Факсов с заказами пришло в этот день много, и Тихон спокойно сортировал их, собираясь передать вместе со своими ценными директорскими указаниями старшему менеджеру по продажам. Телефон зазвонил как раз в тот момент, когда Тихон заканчивал формировать последнюю, третью стопку с факсами и уже собирался просить секретаршу принести ему кофе.

На столе у Тихона стояли три телефонных аппарата. Один внутренний, для связи с сотрудниками, два других – городские. Один из них – темно-красный «Панасоник» с радиотрубкой – общий, для всех, соединенный с приемной интеркомом, другой – черный и строгий «Самсунг» – для личных или особенно важных звонков, которые, минуя секретаря, поступали непосредственно Тихону в кабинет. «Самсунг» на столе звонил очень редко, в последнее время так и вообще почти не звонил, поскольку его функции благополучно выполнялись двумя мобильными телефонами, расфасованными по карманам Тихонова пиджака.

Услышав переливчатую трель, Тихон некоторое время смотрел на телефон, лениво раздумывая, кто же это может ему по этому номеру звонить. Никаких предчувствий, никаких сигналов подсознания не было – Тихон взял трубку и спокойно, достаточно вяло произнес «алло». А в ответ услышал:

– Твой ребенок у нас. Сообщишь в милицию – живым его не увидишь, понял? Сумму выкупа назовем вечером. Запомни: пикнешь – сразу убьем.

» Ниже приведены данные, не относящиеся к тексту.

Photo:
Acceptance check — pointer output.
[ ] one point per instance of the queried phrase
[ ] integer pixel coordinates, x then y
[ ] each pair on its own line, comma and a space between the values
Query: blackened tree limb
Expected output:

– Что?! – только и успел спросить Тихон, но ответа не получил: в трубке побежали противные торопливые гудки. – Что?! – снова спросил Тихон и вдруг услышал, как отчаянно забарабанила в оконное стекло дробь капель то ли дождя, то ли града.

Он долго еще смотрел на трубку, как будто ожидая, что прерванная связь возобновится и незнакомый голос снова станет объяснять ему…

Объяснять ему что-то такое, чего он понять никак не мог.

Потом он положил трубку на стол и снова стал смотреть на нее, уже ничего не ожидая, а просто боясь почему-то пошевелиться. Ему казалось, что трубка сейчас взорвется. Взорвется трубка, а следом за ней – и весь офис, и весь мир взорвется к чертовой матери, потому что… Потому что случилось что-то страшное. Случилось что-то такое, чего не могло, не должно было случиться.

Почувствовав боль в пальцах, он разомкнул тесно сжатые кулаки и зачем-то поднес к глазам потные ладони. Пальцы дрожали – то ли от перенапряжения, то ли от физической слабости, вдруг охватившей всего его.

«Сообщишь в милицию – живым его не увидишь, понял?» – эхом прозвучали в памяти странные и страшные слова.

– Это же девочка, – подумал Тихон, не замечая, что проговаривает свои мысли вслух. – Почему «его»? Это же девочка… Юлька…

Услышав свой голос, он вздрогнул и в этот момент почувствовал, как что-то огромное и ледяное с треском и грохотом обрушивается внутри его. Стало трудно дышать, в глазах защипало едкими и колючими слезами.

– Девочка, – повторил Тихон и вдруг заорал что есть мочи, на весь кабинет: – Александра! Александра! Да сколько же можно…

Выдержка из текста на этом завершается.